Showing posts with label Hareidim. Show all posts
Showing posts with label Hareidim. Show all posts

Monday, December 19, 2011

"Cool it!"

Yom sheni, 23 Kislev 5772.

I am an Orthodox Jewess.

I use the word "Jewess" purposefully, because it is under-used and accurate.  As princess is to prince, it speaks of my unique role, which I find beautiful.  I don't want to be marginalized by being lumped in with Jews as a group.

I don't believe that I have the right, nor do I gain anything, by telling other Jews how to dress and where to sit.  (This excludes my own children, and certain young guests, who actually come to my table to hear me say "One more button, Shimon."  I kid you not.)

While I am not part of the Israeli Hareidi scene, I have respect for their culture.  I tend to dress just a little more modestly when I go into their neighborhoods, out of respect for their sensibilites.  I do not see a need to upset them.  While theirs is not my personal way of expressing my Orthodoxy, I do not find any value in offending them on their turf.

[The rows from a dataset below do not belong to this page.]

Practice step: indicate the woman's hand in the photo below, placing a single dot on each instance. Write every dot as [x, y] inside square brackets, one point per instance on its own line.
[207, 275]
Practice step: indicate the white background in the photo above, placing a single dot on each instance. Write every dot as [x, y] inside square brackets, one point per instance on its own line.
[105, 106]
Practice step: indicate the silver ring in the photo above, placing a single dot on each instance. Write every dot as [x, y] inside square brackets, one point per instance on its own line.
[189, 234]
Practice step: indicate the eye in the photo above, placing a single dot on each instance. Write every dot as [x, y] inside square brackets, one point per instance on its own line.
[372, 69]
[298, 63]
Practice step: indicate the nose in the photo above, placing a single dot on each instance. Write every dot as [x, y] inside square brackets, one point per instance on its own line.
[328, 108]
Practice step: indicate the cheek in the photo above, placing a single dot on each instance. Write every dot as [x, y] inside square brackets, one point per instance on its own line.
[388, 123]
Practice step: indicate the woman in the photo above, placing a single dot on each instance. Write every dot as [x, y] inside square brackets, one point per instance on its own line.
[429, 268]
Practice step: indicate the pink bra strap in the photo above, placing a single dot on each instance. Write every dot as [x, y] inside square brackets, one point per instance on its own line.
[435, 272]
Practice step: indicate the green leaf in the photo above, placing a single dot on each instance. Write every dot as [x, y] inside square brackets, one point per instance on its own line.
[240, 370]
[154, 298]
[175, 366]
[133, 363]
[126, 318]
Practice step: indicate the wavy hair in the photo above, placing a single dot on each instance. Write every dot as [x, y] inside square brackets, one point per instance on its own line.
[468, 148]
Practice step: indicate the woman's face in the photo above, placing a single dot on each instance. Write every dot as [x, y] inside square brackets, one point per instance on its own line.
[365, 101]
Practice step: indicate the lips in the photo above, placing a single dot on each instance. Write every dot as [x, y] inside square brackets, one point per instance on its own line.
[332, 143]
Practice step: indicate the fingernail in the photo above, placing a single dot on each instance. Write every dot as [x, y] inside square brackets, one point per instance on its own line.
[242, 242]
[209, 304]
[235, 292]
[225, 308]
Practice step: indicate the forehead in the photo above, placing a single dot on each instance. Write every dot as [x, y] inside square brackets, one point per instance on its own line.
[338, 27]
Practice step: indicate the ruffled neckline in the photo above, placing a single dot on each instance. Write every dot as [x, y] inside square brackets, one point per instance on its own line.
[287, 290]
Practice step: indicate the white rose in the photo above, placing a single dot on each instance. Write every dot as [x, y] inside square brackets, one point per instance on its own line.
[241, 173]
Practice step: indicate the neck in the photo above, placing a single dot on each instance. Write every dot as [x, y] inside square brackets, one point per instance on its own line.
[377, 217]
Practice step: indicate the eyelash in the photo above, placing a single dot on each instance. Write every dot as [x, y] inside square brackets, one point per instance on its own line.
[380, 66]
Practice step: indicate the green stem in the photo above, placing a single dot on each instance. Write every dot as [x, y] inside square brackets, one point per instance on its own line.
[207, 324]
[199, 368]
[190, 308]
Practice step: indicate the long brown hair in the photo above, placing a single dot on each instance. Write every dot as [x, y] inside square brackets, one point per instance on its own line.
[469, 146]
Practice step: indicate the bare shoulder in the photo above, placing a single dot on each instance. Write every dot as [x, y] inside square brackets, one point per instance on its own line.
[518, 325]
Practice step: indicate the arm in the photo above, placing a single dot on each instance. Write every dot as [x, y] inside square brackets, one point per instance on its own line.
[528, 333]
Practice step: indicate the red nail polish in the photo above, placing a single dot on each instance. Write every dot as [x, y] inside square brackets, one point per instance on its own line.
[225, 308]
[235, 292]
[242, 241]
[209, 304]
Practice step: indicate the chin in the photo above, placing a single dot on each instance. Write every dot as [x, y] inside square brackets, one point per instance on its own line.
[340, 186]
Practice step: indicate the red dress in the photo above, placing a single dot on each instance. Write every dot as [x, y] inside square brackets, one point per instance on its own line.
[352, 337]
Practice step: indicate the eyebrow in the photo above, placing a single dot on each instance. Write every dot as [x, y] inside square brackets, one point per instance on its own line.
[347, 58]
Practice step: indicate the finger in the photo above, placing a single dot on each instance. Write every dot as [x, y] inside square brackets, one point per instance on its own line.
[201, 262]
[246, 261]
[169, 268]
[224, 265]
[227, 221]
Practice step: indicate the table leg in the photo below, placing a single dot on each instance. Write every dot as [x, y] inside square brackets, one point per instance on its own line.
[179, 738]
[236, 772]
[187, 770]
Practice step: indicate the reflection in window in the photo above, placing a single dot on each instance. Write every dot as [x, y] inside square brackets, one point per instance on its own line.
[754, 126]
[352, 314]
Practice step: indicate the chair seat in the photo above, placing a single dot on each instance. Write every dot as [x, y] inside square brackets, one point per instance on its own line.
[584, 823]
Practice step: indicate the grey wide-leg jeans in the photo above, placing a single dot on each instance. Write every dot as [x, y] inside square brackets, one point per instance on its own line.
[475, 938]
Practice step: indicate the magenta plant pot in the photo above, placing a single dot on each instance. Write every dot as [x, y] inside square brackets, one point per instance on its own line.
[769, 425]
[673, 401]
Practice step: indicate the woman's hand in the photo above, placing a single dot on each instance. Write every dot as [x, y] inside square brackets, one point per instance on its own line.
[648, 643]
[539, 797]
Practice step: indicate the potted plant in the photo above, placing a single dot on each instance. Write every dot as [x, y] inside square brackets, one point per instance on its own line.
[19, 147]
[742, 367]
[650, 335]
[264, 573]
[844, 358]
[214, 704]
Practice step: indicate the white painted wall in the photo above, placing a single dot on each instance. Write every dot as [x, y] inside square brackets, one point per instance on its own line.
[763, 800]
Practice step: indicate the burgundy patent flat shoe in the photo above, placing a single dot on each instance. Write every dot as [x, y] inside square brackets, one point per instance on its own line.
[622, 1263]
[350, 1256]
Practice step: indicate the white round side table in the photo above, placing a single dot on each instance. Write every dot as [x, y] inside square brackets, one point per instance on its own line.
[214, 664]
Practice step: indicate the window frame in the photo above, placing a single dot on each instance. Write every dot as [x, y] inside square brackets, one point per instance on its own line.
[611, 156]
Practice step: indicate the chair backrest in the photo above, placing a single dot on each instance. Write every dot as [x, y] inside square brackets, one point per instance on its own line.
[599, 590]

I find it offensive when I see a caption under a photo of shoppers willingly separated by a mechitza in a Hareidi store that intimates that they are extremists.  Men and women have chosen this way to express their interpretation of G-d's demand for modesty within their own community.  Having lived and visited in both the American and Israeli Hareidi communities, I know that most Hareidi women value this version of modesty as much as do the men.  And these are not oppressed women.  They are very strong proponents of their view of Orthodoxy.

That said, I am hurt and offended when non-adherents of these views are harassed, threatened, or even merely embarrassed.

Years ago, before I made aliyah, I experienced some of this maltreatment.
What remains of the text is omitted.